After a prolonged period of relatively benign economic numbers following last year's vote, however, there are now signs of a slowdown in the British economy. They stretch from retrenching households to hesitant businesses, from a widening trade deficit to lacklustre manufacturing. Business investment is also at a standstill.

"There's a slowdown for all sorts of reasons," Mr Longworth says. "The UK economy has been bubbling along at 1.5pc and 3pc for quite a while now, it's nothing to do with Brexit.

"The one thing that is to do with Brexit is the investment side. Manufacturing exports have never had it so good. As long as we've got a competitive currency, and they're [exporters] confident it's going to stay that way, the amount of activity in exporting is going to be very significant. Manufacturing is 9.5pc of the economy, but it's half of all exports."

He's also upbeat on the prospects for Northern Ireland, which, he claims, could operate as a free trade zone under any free trade agreement.

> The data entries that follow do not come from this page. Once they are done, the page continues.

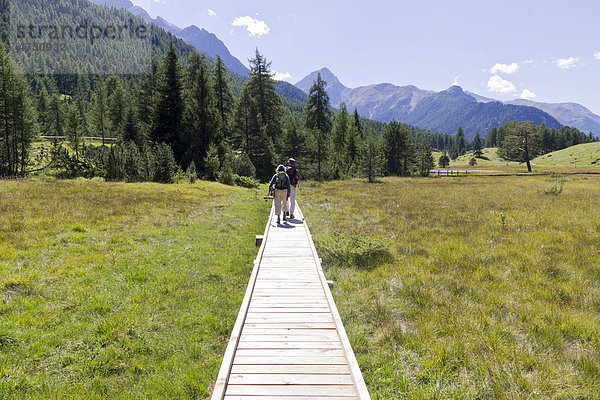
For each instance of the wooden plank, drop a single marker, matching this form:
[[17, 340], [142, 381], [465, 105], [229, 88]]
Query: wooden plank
[[289, 379], [271, 360], [290, 353], [290, 345], [242, 397], [290, 369], [292, 390], [290, 338]]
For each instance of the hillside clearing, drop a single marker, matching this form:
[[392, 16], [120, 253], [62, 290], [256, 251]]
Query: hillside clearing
[[114, 290], [492, 290]]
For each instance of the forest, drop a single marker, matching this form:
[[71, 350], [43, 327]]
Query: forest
[[178, 115]]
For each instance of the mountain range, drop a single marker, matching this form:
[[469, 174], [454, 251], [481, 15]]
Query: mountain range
[[445, 111]]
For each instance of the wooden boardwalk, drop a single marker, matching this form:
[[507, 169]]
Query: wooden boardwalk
[[288, 341]]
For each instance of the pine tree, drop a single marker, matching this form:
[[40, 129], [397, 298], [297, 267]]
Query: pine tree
[[399, 149], [117, 108], [523, 143], [490, 141], [460, 142], [56, 117], [201, 120], [425, 161], [357, 123], [131, 129], [169, 106], [317, 114], [444, 160], [477, 145], [261, 86], [100, 113], [339, 136], [147, 96], [223, 95], [74, 128], [372, 162]]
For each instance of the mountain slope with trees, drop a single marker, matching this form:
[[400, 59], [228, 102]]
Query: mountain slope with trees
[[447, 110]]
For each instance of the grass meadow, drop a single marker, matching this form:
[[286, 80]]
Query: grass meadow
[[466, 288], [113, 290]]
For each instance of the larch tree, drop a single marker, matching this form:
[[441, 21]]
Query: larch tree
[[522, 143], [168, 111], [223, 95], [477, 145], [317, 120]]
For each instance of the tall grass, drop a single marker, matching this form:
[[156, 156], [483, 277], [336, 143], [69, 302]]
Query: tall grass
[[493, 291], [120, 290]]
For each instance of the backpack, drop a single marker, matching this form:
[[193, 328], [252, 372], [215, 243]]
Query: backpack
[[293, 176], [281, 181]]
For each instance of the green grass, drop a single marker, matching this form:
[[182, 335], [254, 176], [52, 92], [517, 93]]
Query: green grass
[[587, 154], [111, 290], [492, 290], [488, 159]]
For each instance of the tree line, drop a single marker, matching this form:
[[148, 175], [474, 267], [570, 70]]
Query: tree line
[[182, 118]]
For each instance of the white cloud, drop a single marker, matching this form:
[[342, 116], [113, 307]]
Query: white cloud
[[504, 68], [527, 95], [499, 85], [278, 76], [566, 63], [254, 27]]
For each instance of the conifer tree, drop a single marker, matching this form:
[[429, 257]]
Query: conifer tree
[[372, 161], [444, 160], [425, 161], [339, 136], [223, 95], [477, 145], [131, 130], [100, 113], [317, 120], [460, 142], [74, 126], [523, 143], [169, 107], [147, 95], [399, 149], [201, 120], [261, 86]]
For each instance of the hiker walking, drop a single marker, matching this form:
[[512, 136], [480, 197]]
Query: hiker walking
[[281, 183], [295, 177]]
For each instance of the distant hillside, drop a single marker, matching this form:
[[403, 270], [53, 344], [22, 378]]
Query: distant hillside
[[204, 42], [435, 111], [570, 114], [586, 154]]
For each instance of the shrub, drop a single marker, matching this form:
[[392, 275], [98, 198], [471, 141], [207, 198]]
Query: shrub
[[245, 181], [355, 251], [242, 165]]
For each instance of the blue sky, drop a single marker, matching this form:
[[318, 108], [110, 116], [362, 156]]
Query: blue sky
[[547, 51]]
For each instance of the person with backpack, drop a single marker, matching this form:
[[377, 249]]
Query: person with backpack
[[295, 177], [280, 185]]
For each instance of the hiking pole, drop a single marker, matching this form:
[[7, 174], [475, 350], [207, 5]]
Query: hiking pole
[[269, 196]]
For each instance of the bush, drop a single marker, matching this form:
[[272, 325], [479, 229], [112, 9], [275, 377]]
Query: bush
[[355, 251], [246, 181], [242, 165]]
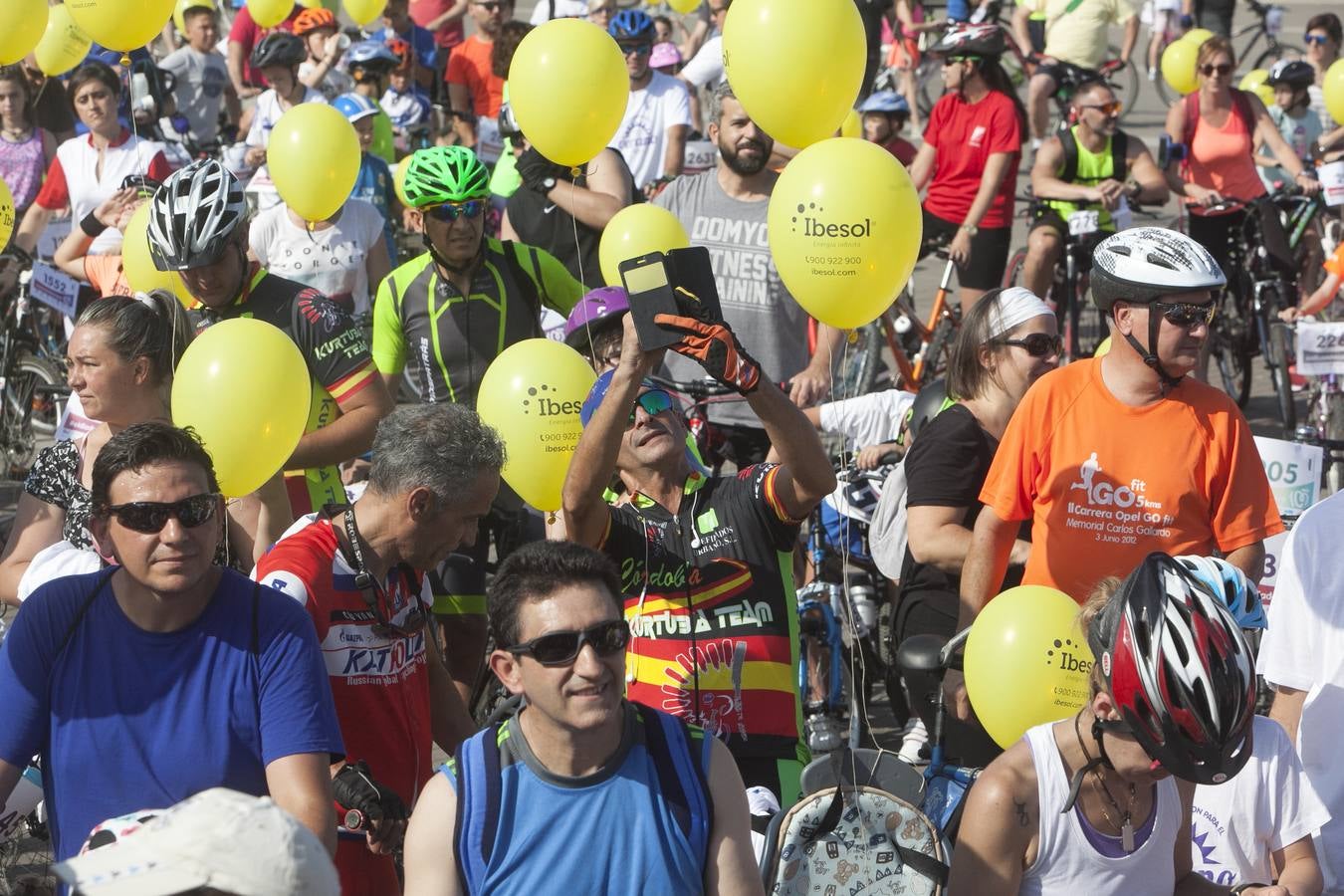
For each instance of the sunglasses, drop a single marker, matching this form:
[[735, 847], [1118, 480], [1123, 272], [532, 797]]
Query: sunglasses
[[1108, 109], [1187, 315], [1037, 344], [653, 403], [150, 516], [448, 212], [561, 648]]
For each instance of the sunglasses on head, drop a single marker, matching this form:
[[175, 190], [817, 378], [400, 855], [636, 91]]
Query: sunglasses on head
[[1186, 314], [1037, 344], [150, 516], [448, 212], [653, 403], [561, 648]]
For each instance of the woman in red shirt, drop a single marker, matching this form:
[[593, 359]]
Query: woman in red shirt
[[970, 157]]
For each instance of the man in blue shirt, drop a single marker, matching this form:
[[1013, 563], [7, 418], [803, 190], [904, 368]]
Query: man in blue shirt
[[165, 675]]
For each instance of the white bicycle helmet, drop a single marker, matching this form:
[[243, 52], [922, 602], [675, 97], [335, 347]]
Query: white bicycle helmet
[[194, 215]]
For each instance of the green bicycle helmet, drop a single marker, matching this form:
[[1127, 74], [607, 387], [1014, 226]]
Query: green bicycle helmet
[[445, 175]]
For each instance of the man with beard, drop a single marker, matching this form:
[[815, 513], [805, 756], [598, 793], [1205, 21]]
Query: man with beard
[[725, 210]]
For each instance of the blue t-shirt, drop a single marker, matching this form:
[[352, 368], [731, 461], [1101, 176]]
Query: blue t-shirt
[[373, 184], [126, 719]]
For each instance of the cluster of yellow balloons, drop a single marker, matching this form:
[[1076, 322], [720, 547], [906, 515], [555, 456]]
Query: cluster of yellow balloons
[[1027, 661], [314, 160], [533, 394], [548, 65], [1179, 61], [245, 388], [637, 230]]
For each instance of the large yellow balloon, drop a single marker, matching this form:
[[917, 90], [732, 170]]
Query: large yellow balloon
[[6, 214], [268, 14], [1179, 66], [794, 65], [314, 158], [567, 123], [844, 230], [245, 388], [1333, 91], [1027, 661], [533, 394], [138, 266], [62, 46], [121, 24], [22, 23], [637, 230], [1254, 81], [364, 11]]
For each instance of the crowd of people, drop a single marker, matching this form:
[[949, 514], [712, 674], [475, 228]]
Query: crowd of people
[[246, 696]]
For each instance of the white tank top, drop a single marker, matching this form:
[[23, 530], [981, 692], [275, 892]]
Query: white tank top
[[1067, 862]]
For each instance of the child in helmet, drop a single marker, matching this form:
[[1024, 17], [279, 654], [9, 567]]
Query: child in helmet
[[1292, 114]]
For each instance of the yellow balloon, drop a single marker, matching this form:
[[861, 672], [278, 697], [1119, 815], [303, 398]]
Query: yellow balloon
[[190, 4], [637, 230], [1179, 66], [533, 394], [268, 14], [844, 227], [64, 46], [121, 24], [364, 11], [1333, 91], [6, 214], [1254, 82], [22, 23], [1027, 661], [138, 266], [314, 158], [245, 388], [794, 65], [566, 126]]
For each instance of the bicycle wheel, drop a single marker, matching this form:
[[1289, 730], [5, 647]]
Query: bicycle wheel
[[1279, 352]]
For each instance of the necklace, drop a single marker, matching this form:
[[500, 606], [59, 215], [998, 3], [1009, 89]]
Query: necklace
[[1126, 822]]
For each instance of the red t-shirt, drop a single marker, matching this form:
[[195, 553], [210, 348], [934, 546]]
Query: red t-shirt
[[471, 65], [965, 134], [249, 34], [425, 11]]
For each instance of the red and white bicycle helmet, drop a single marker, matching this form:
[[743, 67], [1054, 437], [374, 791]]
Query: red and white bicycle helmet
[[1179, 670]]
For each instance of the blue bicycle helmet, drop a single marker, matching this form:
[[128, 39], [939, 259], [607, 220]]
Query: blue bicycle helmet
[[632, 24], [886, 101], [1232, 585]]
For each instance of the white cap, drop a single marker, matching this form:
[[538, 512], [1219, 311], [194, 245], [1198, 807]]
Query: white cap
[[218, 838]]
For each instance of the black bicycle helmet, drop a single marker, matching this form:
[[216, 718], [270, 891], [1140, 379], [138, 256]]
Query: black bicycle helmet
[[963, 39], [632, 24], [1293, 73], [279, 49], [1178, 670]]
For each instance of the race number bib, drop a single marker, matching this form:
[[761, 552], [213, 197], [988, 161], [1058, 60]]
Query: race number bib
[[1083, 222]]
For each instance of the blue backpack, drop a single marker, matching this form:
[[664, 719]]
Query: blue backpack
[[680, 754]]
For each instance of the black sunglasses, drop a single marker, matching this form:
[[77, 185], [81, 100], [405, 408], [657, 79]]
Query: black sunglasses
[[1187, 315], [150, 516], [1037, 344], [561, 648]]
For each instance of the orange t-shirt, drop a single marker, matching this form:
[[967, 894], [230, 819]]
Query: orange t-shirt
[[471, 66], [1106, 484]]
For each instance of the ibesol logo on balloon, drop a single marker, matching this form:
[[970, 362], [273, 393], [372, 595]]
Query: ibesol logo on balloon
[[832, 235]]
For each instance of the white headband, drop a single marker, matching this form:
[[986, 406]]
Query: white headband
[[1012, 307]]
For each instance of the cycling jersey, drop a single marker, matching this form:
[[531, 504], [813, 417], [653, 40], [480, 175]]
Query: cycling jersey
[[452, 338], [710, 598], [334, 349]]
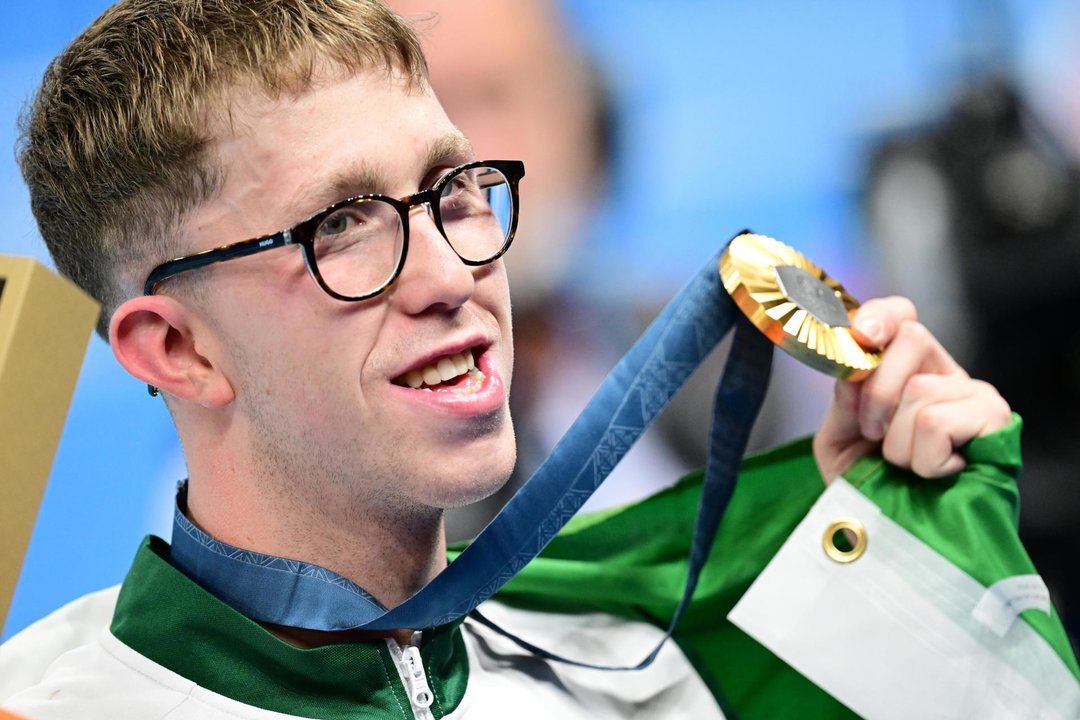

But, of course, exports from the North to the Republic, would still be hit with tariffs. "Yeah, absolutely," he says. "And if the EU wants to employ the self harm to themselves by doing that, then that's their issue."

As for trade between the Republic and Britain, it's a "tricky situation", he admits. Again, he suggests the onus is on the EU to compromise on tariffs.

"It's a very tricky situation for the Republic of Ireland, because of the proportion of trade that takes place, and the proportion of the economy. It acts almost as a unified economy, the British Isles. I suppose there is another solution, of course, the Republic could decide to leave the EU."

As for attitudes in the UK, Mr Longworth believes they are hardening in favour of Brexit.

"There's a significant business community in the UK that is very much for Leave," Mr Longworth says. "I think public attitudes are now hardening. People have more confidence, they want to get behind it and make a good job of it."

"The more that the EU continues to be so condescending, aggressive and quite frankly rude, the more the UK population's attitudes will harden."